John Baillie from Windoor UK considers how social housing providers carrying out refurbishment programmes can use balcony enclosures to provide much needed additional amenity space as well as improve building efficiencies.
Estate regeneration can consist of anything from refurbishing a small residential court to a large-scale urban area consisting of several high-rise and low-rise developments. Whatever the scale, the issues to address are common.
Bringing buildings back to life means bringing them into the 21st Century, not only in terms of the Building Regulations and codes that must be adhered to, but in terms of improving the quality of life for those who live there. So, where should councils and housing associations start? The main aim is to improve living standards and contentment for residents, to make them feel proud of the place where they live.

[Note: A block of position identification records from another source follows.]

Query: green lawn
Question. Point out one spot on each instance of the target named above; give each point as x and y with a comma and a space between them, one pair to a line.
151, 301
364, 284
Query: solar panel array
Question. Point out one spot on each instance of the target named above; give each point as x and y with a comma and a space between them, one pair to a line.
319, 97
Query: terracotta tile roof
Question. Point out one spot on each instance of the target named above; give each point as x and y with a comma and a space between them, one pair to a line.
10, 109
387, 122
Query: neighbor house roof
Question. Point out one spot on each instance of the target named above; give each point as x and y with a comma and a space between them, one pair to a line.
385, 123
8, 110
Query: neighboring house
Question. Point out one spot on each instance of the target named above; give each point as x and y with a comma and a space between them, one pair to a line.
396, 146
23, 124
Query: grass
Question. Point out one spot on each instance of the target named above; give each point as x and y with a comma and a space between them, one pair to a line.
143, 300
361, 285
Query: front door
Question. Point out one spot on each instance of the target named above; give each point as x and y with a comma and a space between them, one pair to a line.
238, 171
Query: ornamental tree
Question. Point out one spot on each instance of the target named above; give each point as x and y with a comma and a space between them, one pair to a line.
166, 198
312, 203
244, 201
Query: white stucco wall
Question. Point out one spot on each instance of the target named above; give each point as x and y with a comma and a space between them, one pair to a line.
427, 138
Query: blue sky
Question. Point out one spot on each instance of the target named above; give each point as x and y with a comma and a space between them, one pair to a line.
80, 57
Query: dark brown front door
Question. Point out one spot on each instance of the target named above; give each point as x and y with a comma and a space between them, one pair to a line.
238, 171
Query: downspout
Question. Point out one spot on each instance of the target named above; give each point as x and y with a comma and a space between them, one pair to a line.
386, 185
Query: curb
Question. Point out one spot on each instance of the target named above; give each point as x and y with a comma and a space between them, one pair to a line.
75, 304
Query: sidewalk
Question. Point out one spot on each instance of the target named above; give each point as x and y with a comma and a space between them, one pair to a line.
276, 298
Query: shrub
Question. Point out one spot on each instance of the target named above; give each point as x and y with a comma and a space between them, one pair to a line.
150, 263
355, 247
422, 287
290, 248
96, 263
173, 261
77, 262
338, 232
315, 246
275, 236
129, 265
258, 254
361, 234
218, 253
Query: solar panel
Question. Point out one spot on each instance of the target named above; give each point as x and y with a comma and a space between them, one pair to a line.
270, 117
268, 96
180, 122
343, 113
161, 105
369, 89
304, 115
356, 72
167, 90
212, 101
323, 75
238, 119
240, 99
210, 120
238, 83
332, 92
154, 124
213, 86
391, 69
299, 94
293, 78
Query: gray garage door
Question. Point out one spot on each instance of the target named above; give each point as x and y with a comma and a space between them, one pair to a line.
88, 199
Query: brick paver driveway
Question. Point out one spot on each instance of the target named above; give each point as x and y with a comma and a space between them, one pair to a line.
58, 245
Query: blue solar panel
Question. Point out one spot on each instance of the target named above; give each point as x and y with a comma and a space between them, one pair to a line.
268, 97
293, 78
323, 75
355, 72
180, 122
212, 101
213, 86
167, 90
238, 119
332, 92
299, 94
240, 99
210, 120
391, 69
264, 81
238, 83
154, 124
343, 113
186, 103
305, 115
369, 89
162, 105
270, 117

When a building is refurbished, it not only needs to look and feel good on the inside, but on the outside too. The façade has to be functional and protective, and this can be achieved whilst also making the building aesthetically pleasing and easy to maintain. If tenants like the way their building looks, they are more likely to look after it.
Reducing anti-social behaviour
Creating a wintergarden or sunspace can help improve the aesthetics of a building and it has also been shown that enclosured balconies are used for up to 100 days per year more than an open balcony. This means that such spaces are less likely to be neglected and the additional usage not only increases the living area of an apartment, but provides a source of natural daylight and natural ventilation, both of which are beneficial to physical health and wellbeing.
The neighbourhood watch effect also increases significantly as more time spent on a balcony means more people are watching over the wider environment. Therefore anti-social behaviour is less likely to go unnoticed as people look to protect their home environment. Investment in outside areas gives a more pleasing outlook and again reflects that feeling of wellbeing.
By removing dark corners, ledges, or open balcony areas, intrusion is made more difficult, particularly as the Windoor enclosed balcony system, for example, can be locked from the inside. The sunspace also provides a safe environment in which children can play. A recent tenant survey in the North-west highlighted safety and security and fuel poverty as resident’s main worries prior to the building renovation. An enclosed balcony solution was selected for this project to reduce these fears and provide peace of mind.
By enclosing the balcony space with the Windoor system, for example, there is a noise reduction benefit of up to 17db. Noise is a significant cause of stress and unhappiness in many people’s lives and therefore reducing these levels can contribute to personal contentment.
“When a building is refurbished, it not only needs to look and feel good on the inside, but on the outside too.”
Because the glazing can be fully enclosed, partially or fully open, residents can open the glazed panels to their own comfort levels, and can continue to enjoy the benefits of a fully open balcony when the weather permits. When the panels are closed, the space benefits from passive solar gain, which can help reduce fuel poverty when managed effectively. While easy to use, instruction and guidance is offered to residents on how to manage the system to maximise the energy saving benefits of solar gain and natural ventilation when required. The enclosed space is unheated, but contributes to fuel efficiency all year round.
For specifiers, an enclosed balcony provides extra protection to the main fabric of the building. Enclosed balconies such as those offered by Windoor are bespoke and can be anything from an individual balcony to a full building façade. This secondary façade provides protection from the elements and damage from intrusion. The balcony glazing turns inwards for safe and easy cleaning.